El otoño
ha traído por fin las primera lluvias
que, de forma persistente, han caído durante
toda la noche llevándose mis desvelos con su crepitar sobre el tejado.
Al
amanecer, me calzo las zapatillas y corro hasta el parque tratando de rescatar
la soledad perdida entre el ruido de la
semana, atascos, papeles, llamadas de
teléfono… Al llegar a este oasis de paz,
cierro por un momento los ojos y siento cómo el viento juguetón golpea mi cara
y se cuela por entre las ramas de los
árboles, haciendo caer sus hojas a ritmo de vals, formando una tupida alfombra de
tonalidad multicolor a lo largo del sendero.
Veo
pasar los minutos en mi cronómetro… y
subo hasta el mirador a hacer unos ejercicios de estiramiento.
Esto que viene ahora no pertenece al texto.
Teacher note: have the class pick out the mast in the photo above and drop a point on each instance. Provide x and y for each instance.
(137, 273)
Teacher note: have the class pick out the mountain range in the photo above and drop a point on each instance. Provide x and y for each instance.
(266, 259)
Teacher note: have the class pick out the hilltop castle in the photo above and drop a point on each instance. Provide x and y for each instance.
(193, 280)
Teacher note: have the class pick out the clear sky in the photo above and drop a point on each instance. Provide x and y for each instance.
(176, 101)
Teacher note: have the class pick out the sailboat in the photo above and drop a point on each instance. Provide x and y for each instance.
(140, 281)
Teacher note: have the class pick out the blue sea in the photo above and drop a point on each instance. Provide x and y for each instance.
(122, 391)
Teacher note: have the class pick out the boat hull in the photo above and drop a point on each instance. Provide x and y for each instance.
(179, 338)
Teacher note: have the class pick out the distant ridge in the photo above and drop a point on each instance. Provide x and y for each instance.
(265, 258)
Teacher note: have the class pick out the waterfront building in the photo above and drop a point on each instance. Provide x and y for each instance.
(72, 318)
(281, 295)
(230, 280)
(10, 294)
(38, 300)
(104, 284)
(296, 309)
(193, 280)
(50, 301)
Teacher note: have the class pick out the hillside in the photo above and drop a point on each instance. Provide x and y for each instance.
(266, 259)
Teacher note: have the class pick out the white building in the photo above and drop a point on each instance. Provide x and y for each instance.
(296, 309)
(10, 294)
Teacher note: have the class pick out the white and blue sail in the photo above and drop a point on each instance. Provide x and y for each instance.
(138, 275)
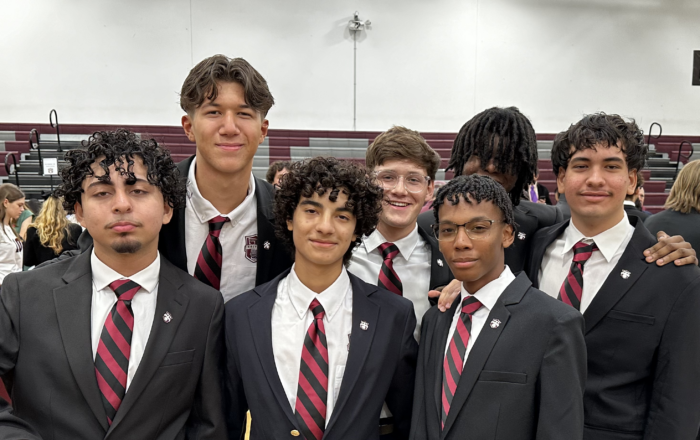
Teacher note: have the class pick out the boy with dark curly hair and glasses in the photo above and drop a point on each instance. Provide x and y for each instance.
(116, 341)
(316, 352)
(509, 361)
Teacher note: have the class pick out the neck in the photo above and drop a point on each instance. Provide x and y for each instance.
(592, 226)
(394, 234)
(317, 278)
(126, 264)
(224, 191)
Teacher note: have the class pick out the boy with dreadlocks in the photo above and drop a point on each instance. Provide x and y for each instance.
(474, 357)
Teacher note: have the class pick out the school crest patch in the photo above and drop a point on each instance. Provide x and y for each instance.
(251, 248)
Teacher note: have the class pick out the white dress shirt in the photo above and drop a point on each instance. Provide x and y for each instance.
(487, 296)
(143, 306)
(412, 265)
(291, 319)
(10, 252)
(556, 262)
(239, 237)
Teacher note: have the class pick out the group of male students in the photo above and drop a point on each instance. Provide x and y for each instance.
(185, 308)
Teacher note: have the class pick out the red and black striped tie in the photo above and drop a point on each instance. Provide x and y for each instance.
(208, 268)
(114, 348)
(312, 392)
(572, 289)
(454, 359)
(388, 278)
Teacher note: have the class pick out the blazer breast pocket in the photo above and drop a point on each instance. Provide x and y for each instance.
(503, 376)
(631, 317)
(177, 357)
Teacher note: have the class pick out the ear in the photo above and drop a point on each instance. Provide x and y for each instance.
(187, 126)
Desde allí puedo
ver a algunos que caminan muy deprisa, otros corren o van en bici, otros
simplemente pasean y todos pasan de largo perdiéndose por entre la sombría espesura
de los pinos.
A mis
espaldas la valla con sus altos barrotes de hierro y tras ella el llamado
camino del calvario por los corredores que se atreven a escalar sus empinadas
cuestas.
En
medio de este silencio, roto por el murmullo del arroyo cuyas aguas hoy bajan más agitadas y, a veces, por la algarabía de una bandada de patos, contemplo
el mayor espectáculo, los primeros colores de otoño. Acacias, sauces, tilos,
olmos, pinos, almendros… y un sinfín de
especies arbóreas , convierten el parque en un tupido lienzo de colores
cálidos, ocres, amarillos… entre un
verde aún predominante que se resiste a su metamorfosis otoñal.

Termino
mi recorrido por hoy, no sin antes atrapar una pizca de esa belleza con la cámara
de mi teléfono móvil y de dar gracias a Dios por tener tan cerca este pequeño paraíso.